El doctor no parecía muy convencido, y se dedicó a sonsacar a la capitana toda la información posible sobre Hu-wan. A su vez, Isa Litzu trató de no dársela, y la conversación se mantuvo hasta bien entrada la tarde. La capitana, a su pesar, tuvo que poner punto y final a la agradable plática, ya que debía discutir con Omar acerca del lugar donde fondearían por la noche. Valera recogió sus cartas náuticas y salió un tanto cohibido, pensando en qué dirían los marineros sobre una reunión tan prolongada a puerta cerrada. Nadie le hizo ninguna observación, ni siquiera el sarcástico Azami, gracias a los dioses.

Valera se preparó para afrontar la noche que se avecinaba. A veces pensaba que sólo por momentos así merecía la pena viajar. Los colores del mar se irían tornando cada vez más cálidos, conforme los soles se fueran hundiendo tras el horizonte.

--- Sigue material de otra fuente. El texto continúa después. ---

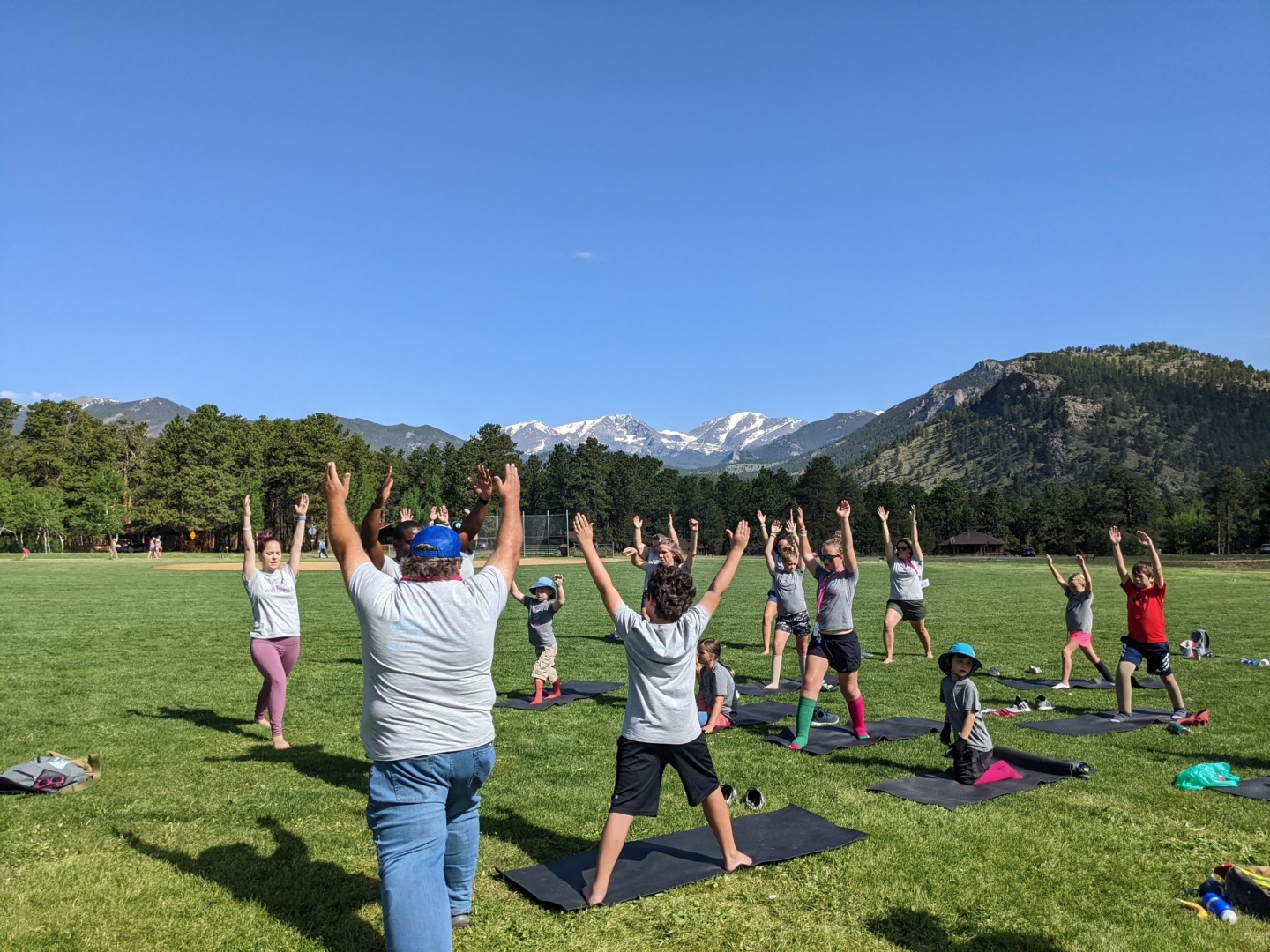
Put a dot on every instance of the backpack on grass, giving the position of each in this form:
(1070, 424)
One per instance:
(51, 773)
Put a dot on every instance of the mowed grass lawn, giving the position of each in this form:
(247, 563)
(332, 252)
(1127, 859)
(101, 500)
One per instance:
(201, 837)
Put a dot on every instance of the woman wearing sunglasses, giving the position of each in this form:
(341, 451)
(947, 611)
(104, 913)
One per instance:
(907, 600)
(833, 639)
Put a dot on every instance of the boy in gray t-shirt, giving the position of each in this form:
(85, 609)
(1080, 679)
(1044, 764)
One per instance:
(661, 726)
(545, 598)
(963, 727)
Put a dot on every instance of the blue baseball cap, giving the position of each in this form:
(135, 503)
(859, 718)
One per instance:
(963, 649)
(436, 542)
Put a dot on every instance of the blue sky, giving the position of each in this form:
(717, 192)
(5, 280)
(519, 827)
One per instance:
(453, 213)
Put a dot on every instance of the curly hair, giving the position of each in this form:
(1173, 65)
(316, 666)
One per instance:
(671, 591)
(423, 569)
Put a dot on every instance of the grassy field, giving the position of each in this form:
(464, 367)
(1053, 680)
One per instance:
(201, 837)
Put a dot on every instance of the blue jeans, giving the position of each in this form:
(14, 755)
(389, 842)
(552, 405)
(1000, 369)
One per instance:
(424, 816)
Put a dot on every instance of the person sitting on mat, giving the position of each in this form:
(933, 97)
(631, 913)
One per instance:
(1145, 588)
(661, 726)
(791, 616)
(1080, 620)
(542, 635)
(963, 729)
(718, 698)
(833, 640)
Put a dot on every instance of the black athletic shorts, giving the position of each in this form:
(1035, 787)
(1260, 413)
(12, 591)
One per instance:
(798, 623)
(638, 788)
(842, 651)
(1156, 652)
(909, 609)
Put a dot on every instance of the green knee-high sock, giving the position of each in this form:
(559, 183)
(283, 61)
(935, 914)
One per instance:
(805, 707)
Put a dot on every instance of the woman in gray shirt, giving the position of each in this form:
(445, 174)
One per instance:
(907, 600)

Refrescaría, se tenderían las redes para recoger las algas semovientes que a esas horas tendían a migrar hacia la superficie, buscarían una isla adecuada, largarían el ancla y bajarían a tierra, a estirar las piernas. Encenderían una buena fogata, prepararían el rancho y cenarían temprano. Luego, unos se dedicarían a limpiar las algas de bichejos indigestos para el dirigible, otros montarían guardia y el resto contaría historias en torno a la hoguera, se intercambiarían canciones políticamente incorrectas entre republicanos y huwaneses, y al final dormirían cerca del fuego, con la cabeza apuntando a cualquier sitio excepto a la Morada de los Muertos. Aunque la mirarían de reojo, por si los dioses se dignaban enviarles alguna señal sobre el incierto futuro.

Aquélla era la vida que siempre había soñado.